Le Poids de Ce Qu’il Fut

Mazunte était, jusqu’en 1990, le site du dernier abattoir légal de tortues marines du Mexique. Tout le village organisait son économie autour de cela — la chair, les œufs, l’huile, le cuir. Puis le gouvernement a interdit la mise à mort, l’usine de traitement a fermé, et Mazunte s’est retrouvé avec rien. Cet effondrement n’appartient pas à l’histoire ancienne. Certains de ceux qui tiennent les tiendas et louent des emplacements de hamacs aujourd’hui l’ont vécu. On le ressent dans la façon dont les locaux parlent des tortues maintenant, avec cette tendresse particulière des gens qui sentent qu’ils ont une dette.

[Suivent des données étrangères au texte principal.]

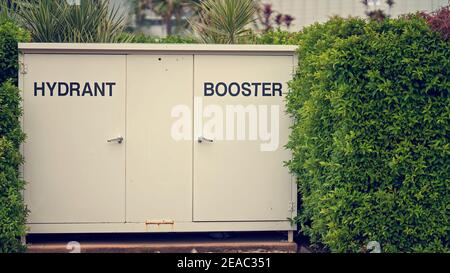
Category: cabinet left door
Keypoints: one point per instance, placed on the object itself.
(73, 104)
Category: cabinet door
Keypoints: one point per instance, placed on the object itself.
(240, 176)
(73, 174)
(159, 161)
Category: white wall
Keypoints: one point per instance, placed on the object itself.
(307, 12)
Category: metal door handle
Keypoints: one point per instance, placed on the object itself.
(204, 139)
(118, 139)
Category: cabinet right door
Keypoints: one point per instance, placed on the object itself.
(240, 129)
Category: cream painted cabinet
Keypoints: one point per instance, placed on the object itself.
(156, 138)
(71, 109)
(240, 175)
(159, 167)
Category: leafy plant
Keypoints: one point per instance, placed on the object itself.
(12, 209)
(224, 21)
(269, 18)
(377, 14)
(439, 20)
(370, 104)
(58, 21)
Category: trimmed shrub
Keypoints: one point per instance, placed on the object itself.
(439, 21)
(12, 209)
(370, 136)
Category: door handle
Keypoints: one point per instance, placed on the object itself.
(118, 139)
(204, 139)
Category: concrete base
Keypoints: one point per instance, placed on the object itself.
(163, 243)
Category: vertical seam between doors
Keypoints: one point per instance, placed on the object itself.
(126, 137)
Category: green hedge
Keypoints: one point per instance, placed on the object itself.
(370, 140)
(12, 209)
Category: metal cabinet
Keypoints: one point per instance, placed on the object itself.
(156, 138)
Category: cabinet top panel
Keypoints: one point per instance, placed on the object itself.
(64, 48)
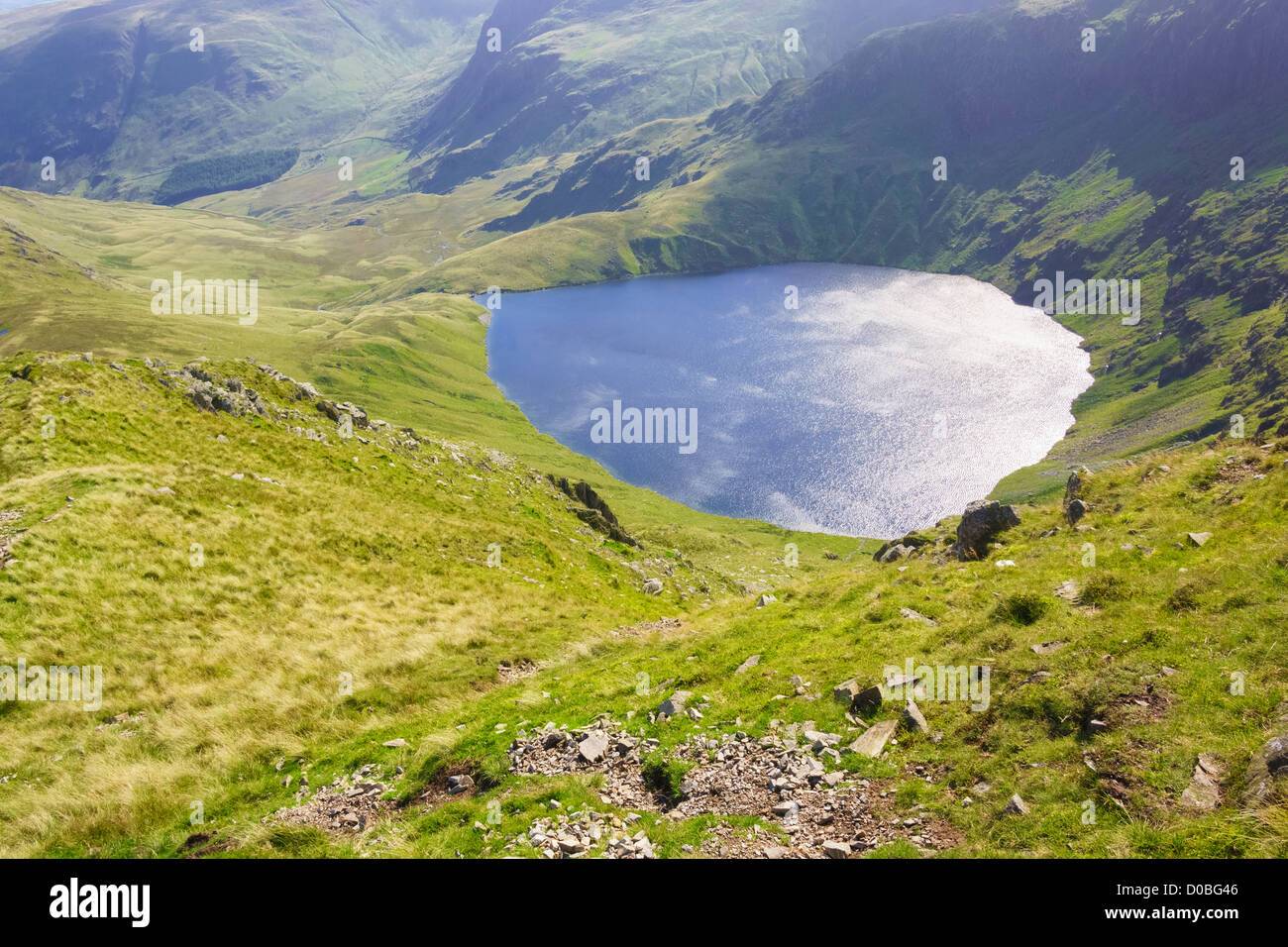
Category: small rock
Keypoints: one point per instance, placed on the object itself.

The Body Shop, de toutes les entreprises, est arrivée au début des années quatre-vingt-dix avec un modèle de coopérative cosmétique. La coopérative est devenue Cosméticos Naturales, et la coopérative est devenue la seconde vie de Mazunte. En longeant la Calle Principal devant le bâtiment de production aux lignes basses, je sentais la lavande, le copal et quelque chose de citronné que je n’arrivais pas à identifier s’échappant par les fentes d’aération ouvertes.

Ce Qui M’a Surpris

Lia a trouvé le sanctuaire des tortues avant moi — le Centro Mexicano de la Tortuga, niché à l’extrémité est de la route de la baie. Je m’attendais à une opération touristique avec des panneaux plastifiés. Ce que j’ai trouvé à la place, c’est une station de recherche en activité, pleine de bassins où des chercheurs suivent les populations d’éclosion, avec le minimum de concessions au spectacle. Un biologiste nommé Rodrigo, manifestement là pour travailler plutôt que pour être regardé, s’est arrêté pour m’expliquer la différence entre les comportements de nidification de la tortue olivâtre et de la tortue luth avec l’impatience de quelqu’un interrompu en plein milieu d’une tâche. Cette impatience ressemblait à de l’honnêteté. Je suis reparti convaincu que les tortues étaient véritablement surveillées.

Les Soirs, En Particulier

Au crépuscule, la plage principale se vide des vendeurs et se remplit d’un silence étrange. Le ressac à Playa Mazunte n’est pas fait pour la baignade — le courant d’arrachement est brutal — mais debout à la limite des vagues tandis que la lumière vire au corail puis s’aplatit, à regarder les pélicans travailler le déferlement en formation, j’ai ressenti le soulagement particulier d’être quelque part qui n’a pas cherché à s’optimiser pour les visiteurs. Nous avons mangé du poisson grillé à une table dans le sable près des rochers de l’ouest, le genre de repas qui coûte presque rien et a entièrement le goût de l’endroit où l’on se trouve.

Quand y aller : De novembre à mars, les journées sont sèches et claires, avec une chaleur supportable. Juillet et août apportent la pluie, l’humidité et des conditions marines qui peuvent rendre les plages véritablement dangereuses — belles, mais sans indulgence.